En la noche del día siguiente llegamos a Puerto Gaitán con el féretro, en una
camioneta que pagamos con los pocos billetes que nos quedaban. La pregunta en
ese momento era cómo llevaríamos el ataúd a la finca sin que los abuelos se
percataran, por lo que Jaime y yo tuvimos que cargar el cajón por más de dos
kilómetros de sabana para llegar por la parte trasera a las cabañas abandonadas
que antes, en los buenos tiempos, cuando no habían llegado las petroleras; eran
los dormitorios de cientos de campesinos. Nuestros cuerpos cansados caminaban
por instinto, abriéndose paso en la oscuridad, mientras nos tambaleábamos con la
madera pesada sobre los hombros. Justo cuando entramos por la puerta incómoda
del recinto donde dejaríamos el cajón, el peso nos pudo y este se resbaló hasta caer
sobre el suelo de cemento que generó un estruendo penetrante en la soledad de la
noche. Ambos quedamos atónitos. Cuando quise decirle a Jaime que corriéramos,
me sentí aturdido por el sonido seco de un disparo y vi a mi compañero tirado en el
suelo mientras se desangraba. Miré a mi derecha, confundido, entonces pude
apreciar la sombra asustada del abuelo con una escopeta en la mano, gritando
hacia nosotros:
 ¡Se van o se mueren, ratas, que en esta finca no hay nada para llevarse!
 ¡Soy yo, abuelo, no me mates! ¡Mataste a Jaime, lo mataste! – le grité
desesperado.
 ¡¿Manuel?! Dios mío, Manuel, ¡¿qué haces aquí?!

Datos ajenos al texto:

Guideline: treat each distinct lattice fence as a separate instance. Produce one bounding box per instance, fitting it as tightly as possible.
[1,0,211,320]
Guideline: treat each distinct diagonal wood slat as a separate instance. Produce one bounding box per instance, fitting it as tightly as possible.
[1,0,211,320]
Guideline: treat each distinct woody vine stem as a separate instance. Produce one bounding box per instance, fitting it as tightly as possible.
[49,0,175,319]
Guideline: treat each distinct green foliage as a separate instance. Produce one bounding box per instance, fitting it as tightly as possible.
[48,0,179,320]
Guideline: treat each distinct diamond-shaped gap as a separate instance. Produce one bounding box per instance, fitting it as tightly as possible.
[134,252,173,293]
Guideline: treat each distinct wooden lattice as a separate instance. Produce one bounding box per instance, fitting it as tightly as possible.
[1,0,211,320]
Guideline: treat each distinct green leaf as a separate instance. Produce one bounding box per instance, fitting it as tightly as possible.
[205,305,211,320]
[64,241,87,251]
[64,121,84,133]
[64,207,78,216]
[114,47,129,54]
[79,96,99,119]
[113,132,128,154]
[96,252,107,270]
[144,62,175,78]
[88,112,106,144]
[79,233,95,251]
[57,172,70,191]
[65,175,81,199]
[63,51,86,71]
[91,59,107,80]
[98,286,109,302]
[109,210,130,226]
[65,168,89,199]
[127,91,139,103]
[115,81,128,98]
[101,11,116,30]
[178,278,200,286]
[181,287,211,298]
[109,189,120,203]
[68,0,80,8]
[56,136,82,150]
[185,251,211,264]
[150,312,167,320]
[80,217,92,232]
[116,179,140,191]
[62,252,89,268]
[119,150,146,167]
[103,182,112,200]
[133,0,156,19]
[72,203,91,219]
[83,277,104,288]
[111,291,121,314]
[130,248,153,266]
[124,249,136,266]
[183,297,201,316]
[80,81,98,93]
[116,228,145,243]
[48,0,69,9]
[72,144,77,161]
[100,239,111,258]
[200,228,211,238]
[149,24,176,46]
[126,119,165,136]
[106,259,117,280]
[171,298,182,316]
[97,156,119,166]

Los alcaravanes comenzaron a cantar. Eran las dos de la madrugada y se
escuchaban los chirridos infinitos de los loros que salieron de sus árboles. Nuestros
gritos y el llanto imparable de la madre de Jaime rompieron el silencio que invadía
la casa, y por primera vez en nueve meses comenzaron a caer pequeñas gotas del
cielo. Al amanecer la sabana estaba húmeda y fría por la brisa milagrosa que cayó
solo durante quince minutos posteriores al disparo, como si el sonido hubiese
abierto un rotico pequeño en las nubes que no tardó en cerrarse. Las flores amarillas
del pasillo estaban negras como la pólvora, y el cuerpo limpio y tranquilo de Jaime
reposaba al interior de la réplica de ataúd que ambos conseguimos tras recorrer
medio llano. Entonces allí estaba yo, de nuevo, como en el sueño, en un salón
grande, frente a un féretro idéntico que no estaba abierto, rodeado de personas que
conocía y asfixiado por el olor de un montón de flores que se habían marchitado en
el transcurso del día. Observé con mucha atención la réplica del ataúd que dejó de
ser perfecto cuando caí en la cuenta de que esta vez, a diferencia de aquel sueño,
ya estaba consciente de que el muerto no era yo.
*Al texto se le modificó el formato y se le corrigieron errores de digitación, lo demás
permanece igual a como fue enviado por el autor para participar en el concurso.